Dentro das faculdades brasileiras de arquitetura e de engenharia civil, entre as outras formações em engenharia, é inadmissível a ausência de uma formação sólida em “Prevenção, Proteção e Combate aos Incêndios”, existindo excepcionalmente em alguns cursos como uma disciplina secundária e com uma carga horária reduzida, não acrescentando efetivamente nada ao conhecimento do futuro profissional.

A construção civil, como exemplo, tem o homem como o centro das suas ações, para a determinação do “pé direito” e, do tamanho das portas e das janelas, ou seja, das dimensões dos ambientes, objetivando o conforto e a satisfação humana. Não é possível que a segurança do homem não seja focada e eleita como sendo a principal atitude a ser tomada pelos técnicos (arquitetos e engenheiros, entre outros) e pelos administradores envolvidos nesse segmento tão importante, e que é o responsável pelas definições dos nossos ambientes de trabalho, residenciais e de lazer.

Em nossa pré-história, o homem primitivo vivia em cavernas e desenvolveu a habilidade de gerar e de manter o fogo aceso, principalmente devido as suas necessidades de segurança, permitindo assim que a nossa espécie sobrevivesse e se desenvolvesse até os dias de hoje.

Ponderando, é mais importante investirmos em um maior nível de segurança em nossas construções ou dirigirmos o nosso conhecimento técnico e as nossas reservas financeiras somente à estética, à funcionalidade e ao conforto humano, que são as bases da moderna arquitetura ?

A segurança contra incêndios é um investimento, e nunca deve ser considerada como uma sobrecarga nos custos da construção, representando atualmente cerca de 7% do valor total do empreendimento, em média.

Ao longo do tempo, novos conceitos e tecnologias de prevenção, de proteção e de combate estão sendo desenvolvidos, mostrando-se mais confiáveis e apresentando melhores desempenhos.
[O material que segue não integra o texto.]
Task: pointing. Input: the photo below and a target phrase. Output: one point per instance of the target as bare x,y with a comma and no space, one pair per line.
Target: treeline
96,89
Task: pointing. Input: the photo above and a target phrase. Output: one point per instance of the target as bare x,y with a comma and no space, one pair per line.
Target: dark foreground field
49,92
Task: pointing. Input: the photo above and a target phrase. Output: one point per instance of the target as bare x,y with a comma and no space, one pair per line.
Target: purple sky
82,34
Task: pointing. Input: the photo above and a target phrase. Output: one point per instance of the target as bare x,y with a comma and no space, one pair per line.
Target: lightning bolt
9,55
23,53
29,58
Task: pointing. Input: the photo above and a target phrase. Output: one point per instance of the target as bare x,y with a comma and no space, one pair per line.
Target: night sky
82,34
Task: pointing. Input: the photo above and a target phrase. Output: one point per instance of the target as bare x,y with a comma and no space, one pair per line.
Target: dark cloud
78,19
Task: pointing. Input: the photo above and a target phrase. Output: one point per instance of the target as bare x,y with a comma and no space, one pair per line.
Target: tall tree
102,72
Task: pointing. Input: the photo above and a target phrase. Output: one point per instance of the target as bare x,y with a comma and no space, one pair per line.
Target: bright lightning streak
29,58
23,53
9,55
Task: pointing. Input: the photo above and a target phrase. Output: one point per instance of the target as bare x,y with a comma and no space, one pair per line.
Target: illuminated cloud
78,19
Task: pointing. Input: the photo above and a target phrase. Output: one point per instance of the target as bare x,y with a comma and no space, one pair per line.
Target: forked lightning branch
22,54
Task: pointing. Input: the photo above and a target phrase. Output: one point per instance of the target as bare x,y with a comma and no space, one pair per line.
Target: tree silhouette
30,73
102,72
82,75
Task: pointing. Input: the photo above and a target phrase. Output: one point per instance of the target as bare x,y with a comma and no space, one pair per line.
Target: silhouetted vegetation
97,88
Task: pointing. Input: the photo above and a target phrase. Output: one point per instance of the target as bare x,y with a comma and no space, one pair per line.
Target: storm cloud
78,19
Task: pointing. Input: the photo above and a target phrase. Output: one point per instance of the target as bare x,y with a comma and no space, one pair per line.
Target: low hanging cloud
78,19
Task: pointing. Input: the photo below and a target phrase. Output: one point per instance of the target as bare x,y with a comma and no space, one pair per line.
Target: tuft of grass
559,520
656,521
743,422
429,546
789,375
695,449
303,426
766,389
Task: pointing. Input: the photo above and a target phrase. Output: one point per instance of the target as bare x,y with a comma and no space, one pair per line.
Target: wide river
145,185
Dessa forma, o conhecimento técnico no segmento de incêndio torna-se dinâmico, necessitando ser divulgado constantemente e cada vez mais aprimorado para se ampliar a segurança da sociedade humana. Assim, ratificando, a forma mais indicada e direta para se atingir o nível mínimo adequado da cultura de base no campo da segurança contra incêndio e pânico é através da realização de cursos de formação, aperfeiçoamento e atualização, por universidades e por instituições de classe especializadas no tema, visando uma disseminação de cultura, que é a nossa maior falta. Em um futuro, a médio prazo, poderá ser viabilizada a divulgação dos conceitos básicos, de riscos e de ações de segurança relativos aos incêndios, em escolas do ensino fundamental e do ensino médio, tal qual ocorre nos países mais avançados, consolidando uma base sólida para levar a nossa sociedade a uma posição de destaque mundial, talvez até como uma referência (benchmark).

Muito em moda, o “selo verde” (green building) das novas edificações reflete o reconhecimento de uma construção planejadamente sustentável, dentro de modernos padrões internacionais e em irrestrito compromisso com o meio ambiente. Dentro do possível, ampliando-se um pouco mais esse conceito, se torna oportuna a criação de um “selo vermelho” para premiar as construções “SEGURAMENTE CORRETAS”, ou seja, aquelas preocupadas de uma forma comprometida com a segurança humana, além do seu bem estar.

Assim, poderemos pensar que estamos agindo da melhor forma possível e com efetividade, para que a ocorrência de catástrofes como a da Boate Kiss em 27/01/2013, em Santa Maria, no Rio Grande do Sul, nunca mais volte a se repetir, não permitindo que os filhos amados das famílias brasileiras sejam ceifados e privados de um futuro de direito.

 
Robson Santos Barradas é Engenheiro de Segurança do Trabalho e Mecânico, Msc. Em Engenharia Ambiental, Presidente da SOBES-Rio – Sociedade de Engenharia de Segurança do Estado do Rio de Janeiro, Membro do CB-24 – Comitê Brasileiro de Segurança Contra Incêndio da ABNT – Associação Brasileira de Normas Técnicas, Diretor da RRJ Engenharia Ltda./ RJ, Professor do Curso de Engenharia de Segurança do Trabalho da UFRJ (Rio de Janeiro) e da HG2 (nordeste), Consultor Técnico da área de Segurança Contra Incêndios (proteções passivas) e de Tratamentos Termoacústicos.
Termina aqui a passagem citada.